The author is a Reuters Breakingviews columnist. The opinions expressed are his own.

What should the 15 global banks do now that Moody’s has cut their credit ratings? Go out and borrow money as quickly as possible is what. In times past, that might have seemed rash. After all, a debt downgrade is supposed to mean borrowing costs go up. And most of the banks affected probably don’t need the cash. But jumping back into the markets quickly is the best way to show up Moody’s.

For starters, the rating agency is pretty late to the party, despite the nail-biting attention given its decision. Rivals Fitch and Standard & Poor’s concluded their reviews last year. Bondholders, however, took action long before that: they’re demanding higher interest rates from virtually all large financial institutions before lending to them.

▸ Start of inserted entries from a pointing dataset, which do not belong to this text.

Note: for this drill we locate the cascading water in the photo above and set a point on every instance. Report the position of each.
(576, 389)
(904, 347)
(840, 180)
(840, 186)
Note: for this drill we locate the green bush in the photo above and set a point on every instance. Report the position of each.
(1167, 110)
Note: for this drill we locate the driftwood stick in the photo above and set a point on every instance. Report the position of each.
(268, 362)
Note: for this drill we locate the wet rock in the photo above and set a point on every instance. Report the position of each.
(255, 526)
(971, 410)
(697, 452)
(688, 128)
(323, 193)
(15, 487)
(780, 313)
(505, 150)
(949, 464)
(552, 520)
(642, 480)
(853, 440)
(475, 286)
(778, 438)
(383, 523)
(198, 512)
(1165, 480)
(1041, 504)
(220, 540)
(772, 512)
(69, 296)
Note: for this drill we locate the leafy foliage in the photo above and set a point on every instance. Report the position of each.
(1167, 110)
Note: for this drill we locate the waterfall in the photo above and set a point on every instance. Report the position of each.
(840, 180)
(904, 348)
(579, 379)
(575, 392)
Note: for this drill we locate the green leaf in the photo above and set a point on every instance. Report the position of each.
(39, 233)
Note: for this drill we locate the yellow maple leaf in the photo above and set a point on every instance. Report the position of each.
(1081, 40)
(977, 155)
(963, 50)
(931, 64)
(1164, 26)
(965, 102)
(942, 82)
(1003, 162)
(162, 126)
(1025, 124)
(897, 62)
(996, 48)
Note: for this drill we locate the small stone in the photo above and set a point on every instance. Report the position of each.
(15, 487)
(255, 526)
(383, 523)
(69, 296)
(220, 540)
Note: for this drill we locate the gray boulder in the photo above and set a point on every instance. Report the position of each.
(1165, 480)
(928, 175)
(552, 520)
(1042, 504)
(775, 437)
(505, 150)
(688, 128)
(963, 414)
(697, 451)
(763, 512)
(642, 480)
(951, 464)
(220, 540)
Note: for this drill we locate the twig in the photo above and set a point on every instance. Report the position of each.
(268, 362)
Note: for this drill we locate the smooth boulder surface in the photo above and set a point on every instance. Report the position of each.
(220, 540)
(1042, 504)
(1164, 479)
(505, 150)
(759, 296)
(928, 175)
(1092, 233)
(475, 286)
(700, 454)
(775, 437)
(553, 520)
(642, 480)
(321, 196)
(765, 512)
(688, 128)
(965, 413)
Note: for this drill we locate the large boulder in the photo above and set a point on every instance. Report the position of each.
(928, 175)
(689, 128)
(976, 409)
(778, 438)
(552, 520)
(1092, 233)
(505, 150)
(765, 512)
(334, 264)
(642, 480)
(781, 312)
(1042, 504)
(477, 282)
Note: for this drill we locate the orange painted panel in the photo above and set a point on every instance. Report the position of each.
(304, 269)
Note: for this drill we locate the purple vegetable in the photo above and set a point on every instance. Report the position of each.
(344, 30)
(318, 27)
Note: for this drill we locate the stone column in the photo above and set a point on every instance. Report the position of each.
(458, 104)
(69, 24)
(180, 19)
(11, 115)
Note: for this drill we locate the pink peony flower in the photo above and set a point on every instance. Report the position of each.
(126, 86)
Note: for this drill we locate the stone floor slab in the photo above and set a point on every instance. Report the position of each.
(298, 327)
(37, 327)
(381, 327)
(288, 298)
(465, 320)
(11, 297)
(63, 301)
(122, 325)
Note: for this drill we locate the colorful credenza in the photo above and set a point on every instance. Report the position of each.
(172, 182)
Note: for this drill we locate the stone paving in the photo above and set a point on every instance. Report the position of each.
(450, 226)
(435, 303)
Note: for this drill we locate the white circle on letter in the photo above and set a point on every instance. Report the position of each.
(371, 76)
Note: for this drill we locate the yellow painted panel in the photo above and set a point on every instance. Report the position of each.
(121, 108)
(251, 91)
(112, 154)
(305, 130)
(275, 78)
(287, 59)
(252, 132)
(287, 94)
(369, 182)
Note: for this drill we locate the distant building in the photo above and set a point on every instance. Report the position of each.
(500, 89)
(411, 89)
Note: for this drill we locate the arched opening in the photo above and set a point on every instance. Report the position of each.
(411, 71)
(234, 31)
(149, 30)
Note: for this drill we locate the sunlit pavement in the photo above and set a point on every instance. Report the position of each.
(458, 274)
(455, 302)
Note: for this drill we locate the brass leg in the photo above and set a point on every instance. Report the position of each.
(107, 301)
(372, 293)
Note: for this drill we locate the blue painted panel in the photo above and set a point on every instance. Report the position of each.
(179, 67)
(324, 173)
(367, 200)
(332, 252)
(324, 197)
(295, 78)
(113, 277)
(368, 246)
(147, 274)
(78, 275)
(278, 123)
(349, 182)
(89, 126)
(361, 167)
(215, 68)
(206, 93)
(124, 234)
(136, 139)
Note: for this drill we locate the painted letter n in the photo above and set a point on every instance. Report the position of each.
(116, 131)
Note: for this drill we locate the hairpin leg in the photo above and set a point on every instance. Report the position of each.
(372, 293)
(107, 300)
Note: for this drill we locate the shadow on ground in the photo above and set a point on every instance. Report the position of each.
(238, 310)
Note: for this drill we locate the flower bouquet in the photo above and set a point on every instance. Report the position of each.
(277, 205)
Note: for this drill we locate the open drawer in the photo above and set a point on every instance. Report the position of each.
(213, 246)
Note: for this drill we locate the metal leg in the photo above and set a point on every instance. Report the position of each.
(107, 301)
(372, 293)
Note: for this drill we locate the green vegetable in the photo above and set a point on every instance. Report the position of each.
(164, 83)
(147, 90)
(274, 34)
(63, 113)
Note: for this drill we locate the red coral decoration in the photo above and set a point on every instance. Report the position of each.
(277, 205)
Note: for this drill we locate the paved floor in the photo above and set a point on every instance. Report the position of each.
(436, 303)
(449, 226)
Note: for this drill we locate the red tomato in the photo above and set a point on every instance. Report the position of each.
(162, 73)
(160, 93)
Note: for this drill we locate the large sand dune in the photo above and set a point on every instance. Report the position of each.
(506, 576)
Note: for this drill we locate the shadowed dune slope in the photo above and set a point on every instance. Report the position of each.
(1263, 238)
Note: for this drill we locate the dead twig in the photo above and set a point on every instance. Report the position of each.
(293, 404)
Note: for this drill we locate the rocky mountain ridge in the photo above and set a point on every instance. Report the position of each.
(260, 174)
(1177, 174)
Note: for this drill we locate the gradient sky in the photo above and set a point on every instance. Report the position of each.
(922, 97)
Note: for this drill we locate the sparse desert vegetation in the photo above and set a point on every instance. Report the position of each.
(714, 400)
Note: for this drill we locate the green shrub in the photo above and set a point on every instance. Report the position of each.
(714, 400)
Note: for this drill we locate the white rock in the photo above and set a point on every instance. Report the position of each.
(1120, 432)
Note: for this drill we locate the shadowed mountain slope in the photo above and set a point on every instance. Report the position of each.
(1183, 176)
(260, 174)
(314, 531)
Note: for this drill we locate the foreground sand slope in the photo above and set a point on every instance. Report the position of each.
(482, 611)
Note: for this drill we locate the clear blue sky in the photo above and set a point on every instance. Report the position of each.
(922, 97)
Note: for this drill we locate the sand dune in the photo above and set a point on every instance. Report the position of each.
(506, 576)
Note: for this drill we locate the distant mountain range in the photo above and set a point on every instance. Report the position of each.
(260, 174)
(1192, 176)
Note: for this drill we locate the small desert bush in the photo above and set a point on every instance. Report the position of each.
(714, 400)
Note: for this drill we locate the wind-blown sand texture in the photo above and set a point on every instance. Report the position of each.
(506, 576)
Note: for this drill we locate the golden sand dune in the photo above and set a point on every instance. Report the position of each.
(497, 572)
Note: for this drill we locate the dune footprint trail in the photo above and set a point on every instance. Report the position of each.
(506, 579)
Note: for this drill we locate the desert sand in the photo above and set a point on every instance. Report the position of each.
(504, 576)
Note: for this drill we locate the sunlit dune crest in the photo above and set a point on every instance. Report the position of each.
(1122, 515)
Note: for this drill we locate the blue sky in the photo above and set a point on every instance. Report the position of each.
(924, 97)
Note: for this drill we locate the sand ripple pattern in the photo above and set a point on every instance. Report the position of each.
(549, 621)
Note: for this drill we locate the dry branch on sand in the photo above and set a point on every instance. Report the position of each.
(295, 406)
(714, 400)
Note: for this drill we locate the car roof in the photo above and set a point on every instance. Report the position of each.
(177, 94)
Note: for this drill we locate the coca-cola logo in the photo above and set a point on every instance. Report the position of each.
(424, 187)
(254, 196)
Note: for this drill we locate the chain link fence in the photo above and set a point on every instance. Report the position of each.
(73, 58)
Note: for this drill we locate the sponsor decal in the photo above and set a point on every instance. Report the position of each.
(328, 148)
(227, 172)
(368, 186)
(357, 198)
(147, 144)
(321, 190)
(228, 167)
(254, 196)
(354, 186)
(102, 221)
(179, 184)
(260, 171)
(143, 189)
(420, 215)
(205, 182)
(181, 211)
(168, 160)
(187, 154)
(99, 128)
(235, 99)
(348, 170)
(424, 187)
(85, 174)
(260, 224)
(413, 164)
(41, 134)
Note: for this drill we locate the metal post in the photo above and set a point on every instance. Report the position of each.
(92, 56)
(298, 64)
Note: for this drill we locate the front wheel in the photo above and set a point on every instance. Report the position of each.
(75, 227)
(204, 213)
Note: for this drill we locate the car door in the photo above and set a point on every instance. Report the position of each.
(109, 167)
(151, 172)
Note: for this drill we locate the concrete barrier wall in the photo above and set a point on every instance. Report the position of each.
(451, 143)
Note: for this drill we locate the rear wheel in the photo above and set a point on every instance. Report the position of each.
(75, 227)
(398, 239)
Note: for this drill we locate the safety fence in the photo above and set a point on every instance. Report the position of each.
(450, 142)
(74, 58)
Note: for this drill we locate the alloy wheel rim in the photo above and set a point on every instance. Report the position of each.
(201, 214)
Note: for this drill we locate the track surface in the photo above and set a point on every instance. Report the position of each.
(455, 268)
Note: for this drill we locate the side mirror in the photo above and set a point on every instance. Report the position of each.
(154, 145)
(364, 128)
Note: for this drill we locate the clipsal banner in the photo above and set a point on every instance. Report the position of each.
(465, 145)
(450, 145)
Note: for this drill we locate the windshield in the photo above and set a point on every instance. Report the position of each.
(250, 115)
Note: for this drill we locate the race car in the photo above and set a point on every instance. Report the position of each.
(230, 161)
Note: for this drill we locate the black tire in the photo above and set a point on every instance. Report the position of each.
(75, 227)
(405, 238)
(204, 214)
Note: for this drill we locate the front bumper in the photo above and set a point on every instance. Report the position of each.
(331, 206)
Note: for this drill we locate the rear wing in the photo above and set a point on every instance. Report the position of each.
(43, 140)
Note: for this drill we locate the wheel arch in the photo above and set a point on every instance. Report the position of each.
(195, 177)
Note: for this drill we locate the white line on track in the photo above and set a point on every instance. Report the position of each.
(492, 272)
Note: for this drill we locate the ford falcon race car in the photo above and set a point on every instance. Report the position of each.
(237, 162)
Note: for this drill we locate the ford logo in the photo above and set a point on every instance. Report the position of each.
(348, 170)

Morgan Stanley, for example, is paying about 3.9 percentage points above U.S. Treasuries for five-year paper, far more than before the crisis.   And that’s after banks were forced to restructure their balance sheets to reduce risks. Leverage is down and common equity is up. Meanwhile, most have already addressed other weak points exposed by the crisis. There’s much less reliance on commercial paper, at least among U.S. banks. Morgan Stanley, Goldman Sachs and Bank of America have none, for example. And many have removed any linkage of repo funding to ratings.   Even where the actions by Moody’s might have an effect, only the woefully unprepared should feel much pain. Morgan Stanley, for example, will have to post as much as $6.7 billion in extra collateral after its two-notch downgrade left it at Baa1. With almost $180 billion in excess liquidity, that’s hardly a problem. Like its peers, it also means the bank isn’t desperate to raise more cash. What’s more, Morgan Stanley has spent the time since Moody’s announced its review in February restructuring or renegotiating most of the derivatives contracts that could be hit by the downgrade.

Even the surprises from Moody’s look manageable. Credit Suisse was whacked by three notches, though still remains a solid A-rated credit. So, what better way to shrug off the news than to head into the market and sell some bonds?